The brothers created a flat management structure at Dispatch: Four managers comprise the only other layer of management below themselves. Gae Campbell, the company’s customer service manager, says one result is open communication company-wide. “We have a lot of pride in how we operate,” she says. “Our distributors know what the best solutions are, and Tim reinforces the need to partner with them. When we thrill them, we’re doing our jobs. When we make a mistake, we’re accountable.”


The Planner at Risk and Rest
Almost every room in Tim and Susan Mehl’s house features a breathtaking, panoramic view of the southern shore of Lake Erie. Their backyard backs up to private Manchester Beach, where waves gently break 100 yards away from their stone patio. It’s a picturesque spot for a summer sunset, which is an hour away. Tim, Susan and David Mehl eat salads and reminisce.
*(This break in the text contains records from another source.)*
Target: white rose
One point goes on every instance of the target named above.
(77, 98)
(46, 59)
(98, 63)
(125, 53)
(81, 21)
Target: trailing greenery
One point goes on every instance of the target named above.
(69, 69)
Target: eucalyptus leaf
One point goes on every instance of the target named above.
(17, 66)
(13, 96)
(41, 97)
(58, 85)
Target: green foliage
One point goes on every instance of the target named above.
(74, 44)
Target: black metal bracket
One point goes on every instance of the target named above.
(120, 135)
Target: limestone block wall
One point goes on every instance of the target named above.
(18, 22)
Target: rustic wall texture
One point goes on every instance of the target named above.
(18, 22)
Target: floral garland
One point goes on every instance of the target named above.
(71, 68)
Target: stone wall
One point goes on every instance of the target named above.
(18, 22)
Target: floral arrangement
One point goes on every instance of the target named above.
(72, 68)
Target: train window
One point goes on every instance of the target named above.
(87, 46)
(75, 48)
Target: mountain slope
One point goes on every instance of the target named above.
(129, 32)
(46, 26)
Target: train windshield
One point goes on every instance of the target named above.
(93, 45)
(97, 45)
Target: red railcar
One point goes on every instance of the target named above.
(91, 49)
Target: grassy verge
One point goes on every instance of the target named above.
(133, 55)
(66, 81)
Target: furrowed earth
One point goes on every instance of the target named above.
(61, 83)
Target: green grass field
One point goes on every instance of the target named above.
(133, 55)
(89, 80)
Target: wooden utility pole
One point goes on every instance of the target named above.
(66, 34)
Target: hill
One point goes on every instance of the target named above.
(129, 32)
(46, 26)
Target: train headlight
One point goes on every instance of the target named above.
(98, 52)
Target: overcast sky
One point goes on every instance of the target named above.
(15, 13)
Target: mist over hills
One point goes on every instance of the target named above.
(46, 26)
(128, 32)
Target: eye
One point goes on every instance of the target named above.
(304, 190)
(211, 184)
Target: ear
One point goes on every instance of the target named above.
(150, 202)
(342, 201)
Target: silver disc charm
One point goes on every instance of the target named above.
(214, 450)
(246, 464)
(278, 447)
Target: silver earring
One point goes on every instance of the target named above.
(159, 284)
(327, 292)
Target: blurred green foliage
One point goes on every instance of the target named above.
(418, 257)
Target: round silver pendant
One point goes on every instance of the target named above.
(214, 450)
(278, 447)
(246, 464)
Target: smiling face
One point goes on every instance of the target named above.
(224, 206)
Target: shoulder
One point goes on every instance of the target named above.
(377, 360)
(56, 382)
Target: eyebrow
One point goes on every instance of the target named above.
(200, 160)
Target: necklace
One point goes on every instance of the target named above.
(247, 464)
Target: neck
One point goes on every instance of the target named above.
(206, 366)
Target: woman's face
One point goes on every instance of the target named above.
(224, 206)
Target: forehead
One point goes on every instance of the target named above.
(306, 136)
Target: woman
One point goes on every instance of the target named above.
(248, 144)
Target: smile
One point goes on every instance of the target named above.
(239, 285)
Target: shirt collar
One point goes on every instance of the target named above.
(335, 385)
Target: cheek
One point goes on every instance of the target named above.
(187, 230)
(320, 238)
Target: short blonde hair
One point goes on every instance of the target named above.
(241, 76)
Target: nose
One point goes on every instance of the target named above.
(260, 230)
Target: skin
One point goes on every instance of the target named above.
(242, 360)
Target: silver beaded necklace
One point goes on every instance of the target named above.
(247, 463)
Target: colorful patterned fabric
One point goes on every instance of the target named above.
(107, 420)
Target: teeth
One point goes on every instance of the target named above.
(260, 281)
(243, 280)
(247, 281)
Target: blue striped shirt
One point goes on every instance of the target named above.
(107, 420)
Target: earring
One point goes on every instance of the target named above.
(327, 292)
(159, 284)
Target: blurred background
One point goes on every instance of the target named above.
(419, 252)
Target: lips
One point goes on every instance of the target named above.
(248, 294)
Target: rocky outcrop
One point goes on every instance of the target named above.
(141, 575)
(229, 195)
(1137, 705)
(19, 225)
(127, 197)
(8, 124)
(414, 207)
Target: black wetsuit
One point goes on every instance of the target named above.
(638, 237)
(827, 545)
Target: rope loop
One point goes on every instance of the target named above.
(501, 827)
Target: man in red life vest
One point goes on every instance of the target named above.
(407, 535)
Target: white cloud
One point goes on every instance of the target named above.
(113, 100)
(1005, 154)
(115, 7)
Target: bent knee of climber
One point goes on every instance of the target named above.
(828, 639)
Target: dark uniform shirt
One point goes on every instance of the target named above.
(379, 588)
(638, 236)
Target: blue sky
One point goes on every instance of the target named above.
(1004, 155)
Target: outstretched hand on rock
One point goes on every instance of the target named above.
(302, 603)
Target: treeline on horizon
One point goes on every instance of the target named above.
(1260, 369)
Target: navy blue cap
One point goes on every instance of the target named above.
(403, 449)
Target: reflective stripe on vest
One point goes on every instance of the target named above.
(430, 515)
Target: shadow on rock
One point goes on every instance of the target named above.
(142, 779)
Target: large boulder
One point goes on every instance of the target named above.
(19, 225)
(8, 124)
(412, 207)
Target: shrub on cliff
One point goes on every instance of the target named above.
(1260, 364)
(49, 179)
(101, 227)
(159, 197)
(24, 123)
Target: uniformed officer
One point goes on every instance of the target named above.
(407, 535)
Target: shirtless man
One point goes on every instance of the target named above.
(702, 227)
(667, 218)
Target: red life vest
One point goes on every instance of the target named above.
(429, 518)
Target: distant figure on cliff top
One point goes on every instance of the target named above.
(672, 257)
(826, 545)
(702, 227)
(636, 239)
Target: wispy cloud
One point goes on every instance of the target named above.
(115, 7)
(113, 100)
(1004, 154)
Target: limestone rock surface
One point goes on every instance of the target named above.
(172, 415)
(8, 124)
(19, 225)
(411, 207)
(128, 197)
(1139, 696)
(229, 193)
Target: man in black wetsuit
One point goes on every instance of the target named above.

When Tim was 11 and Joe was 14, they raced as a 2-man team every Wednesday night and Sunday morning at Erie Yacht Club. Their 14-ft. dinghy and good teamwork propelled them to a Junior National Championship title in the 1960s. Conventional racing wisdom says to begin such a race with a “starboard-tack start,” with the bow heading right, because those boats have the right of way over ones with bows heading left in a “port-tack start.” But just before the beginning of the race, the wind shifted in a way the racers didn’t expect. Sixty-nine boats began with a conventional start; Joe and Tim, a tactician even before his teen-aged years, didn’t. The Mehls basically lapped the field.

Inside, sailing trophies won by David and his brother John occupy rows of shelves in a hallway near the kitchen. John is a student at Rochester Institute of Technology, and it’s likely he’ll be the fifth-generation Mehl to work for the company. David is a former youth sailing instructor at Erie Yacht Club’s Reyburn Sailing School, and was a member of Boston College’s sailing team. He says the fastest sailors are the most focused, able to change strategies depending on the elements.

Tim makes a parallel to the printing business: “Change is an opportunity, and companies have to be willing to take calculated risks, at least ones that they know will benefit customers. That’s how we feel about digital printing.”

On the horizon, the sinking sun hides behind a cloud as a sailboat slices west across the water. Its mainsail is majestic against the orange sky, and its mast casts a shadow on the water.

Tim is anchored in a patio chair, his arms resting behind a head that always seems to be planning. He’s staring at the sailboat, seemingly deep in thought. Perhaps he’s contemplating Dispatch’s next move. Maybe he’s guessing what sea change the industry will bring next. Or possibly he’s planning what to say in Orlando when he’s introduced as DMIA’s president.

One thing is certain: He and Dispatch aren’t about to be caught adrift or motionless. Tim will wrap his mind around whatever good idea comes next. Stagnation is something he just can’t fathom.